Python 中几个简单的任务执行器 | Live like the event loop.

`concurrent.futures.ProcessPoolExecutor`

ProcessPoolExecutor 属于 concurrent.futures.Executor 的一个子类，它会生成一个进程池，可以被异步调用。ProcessPoolExecutor 使用了 multiprocessing 模块来实现功能。可以用来规避计算密集或者耗时任务中的 GIL 问题。进程池只能接受和返回序列化的对象。进程总数不会超过 concurrent.futures.ProcessPoolExecutor(max_workers=None) 参数中的 max_workers 值。

简单的例子：

import concurrent.futures
import math

PRIMES = [
    112272535095293,
    112582705942171,
    112272535095293,
    115280095190773,
    115797848077099,
    1099726899285419]

def is_prime(n):
    if n % 2 == 0:
        return False

    sqrt_n = int(math.floor(math.sqrt(n)))
    for i in range(3, sqrt_n + 1, 2):
        if n % i == 0:
            return False
    return True

def main():
    with concurrent.futures.ProcessPoolExecutor() as executor:
        for number, prime in zip(PRIMES, executor.map(is_prime, PRIMES)):
            print('%d is prime: %s' % (number, prime))
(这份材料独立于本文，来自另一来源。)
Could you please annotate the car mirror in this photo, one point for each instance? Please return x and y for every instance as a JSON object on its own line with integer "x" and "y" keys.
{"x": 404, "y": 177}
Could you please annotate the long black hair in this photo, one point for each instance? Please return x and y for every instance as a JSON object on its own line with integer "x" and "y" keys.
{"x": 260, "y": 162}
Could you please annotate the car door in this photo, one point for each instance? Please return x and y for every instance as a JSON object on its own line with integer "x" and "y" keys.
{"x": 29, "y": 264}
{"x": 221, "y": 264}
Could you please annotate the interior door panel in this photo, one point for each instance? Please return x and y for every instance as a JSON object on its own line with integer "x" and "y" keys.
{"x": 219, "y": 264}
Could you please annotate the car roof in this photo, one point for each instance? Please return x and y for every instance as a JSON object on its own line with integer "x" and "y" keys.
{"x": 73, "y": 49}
if __name__ == '__main__':
    main()

定义一个 is_prime （假装是计算密集型任务）函数判断是不是素数，给定一个数组 PRIMES , main 函数将 is_prime 函数和数据扔进进程池，并打印出函数结果。简单好用。

ProcessPoolExecutor 比较适合计算密集型和耗时长的任务，如果对任务执行要求高的话推荐使用更加全面的 rq 或者 celery 。
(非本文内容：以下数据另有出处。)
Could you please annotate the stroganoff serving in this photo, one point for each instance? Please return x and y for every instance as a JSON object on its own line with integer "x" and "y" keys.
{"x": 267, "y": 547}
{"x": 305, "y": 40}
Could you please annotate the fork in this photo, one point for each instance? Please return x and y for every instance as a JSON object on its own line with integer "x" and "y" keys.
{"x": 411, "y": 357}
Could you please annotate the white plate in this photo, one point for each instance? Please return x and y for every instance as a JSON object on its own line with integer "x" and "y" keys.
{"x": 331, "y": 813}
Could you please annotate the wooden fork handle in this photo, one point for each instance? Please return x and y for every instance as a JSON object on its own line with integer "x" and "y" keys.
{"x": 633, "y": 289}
`concurrent.futures.ThreadPoolExecutor`

ThreadPoolExecutor 与 ProcessPoolExecutor 一样，都是来自于自带的 concurrent.futures 包。属于 Python 自己提供的几个并发方案之一， futures 的意思是未完成的意思，应该指的是解决异步任务的几个方案。
顾名思义，与进程池不同的是 ThreadPoolExecutor 是线程池解决方案。他同样也是 Executor 的一个子类，因此进程池和线程池的调用方式也很类似，线程池中的最大线程数由 max_worker 参数指定，大部分机器的默认值是5。当一个调用的一个 Future 对象等待另一个 Future 对象时，有可能会发生死锁。

简单的例子：

import concurrent.futures
import urllib.request

URLS = ['http://www.foxnews.com/',
        'http://www.cnn.com/',
        'http://europe.wsj.com/',
        'http://www.bbc.co.uk/',
        'http://some-made-up-domain.com/']
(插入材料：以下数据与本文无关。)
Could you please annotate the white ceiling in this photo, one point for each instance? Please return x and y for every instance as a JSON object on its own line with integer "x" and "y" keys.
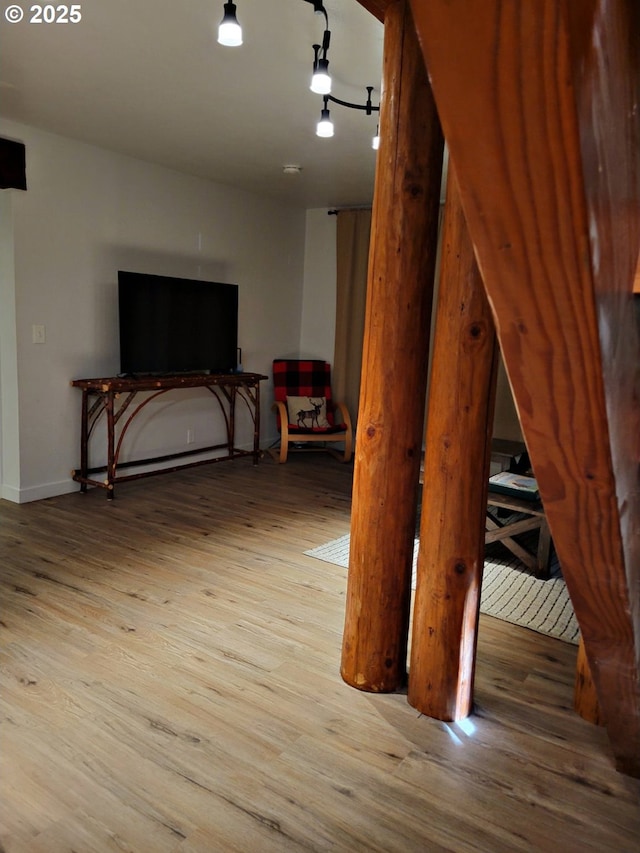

# Retrieve a single page and report the URL and contents
def load_url(url, timeout):
    with urllib.request.urlopen(url, timeout=timeout) as conn:
        return conn.read()

# We can use a with statement to ensure threads are cleaned up promptly
with concurrent.futures.ThreadPoolExecutor(max_workers=5) as executor:
    # Start the load operations and mark each future with its URL
    future_to_url = {executor.submit(load_url, url, 60): url for url in URLS}
    for future in concurrent.futures.as_completed(future_to_url):
        url = future_to_url[future]
        try:
            data = future.result()
        except Exception as exc:
            print('%r generated an exception: %s' % (url, exc))
        else:
            print('%r page is %d bytes' % (url, len(data)))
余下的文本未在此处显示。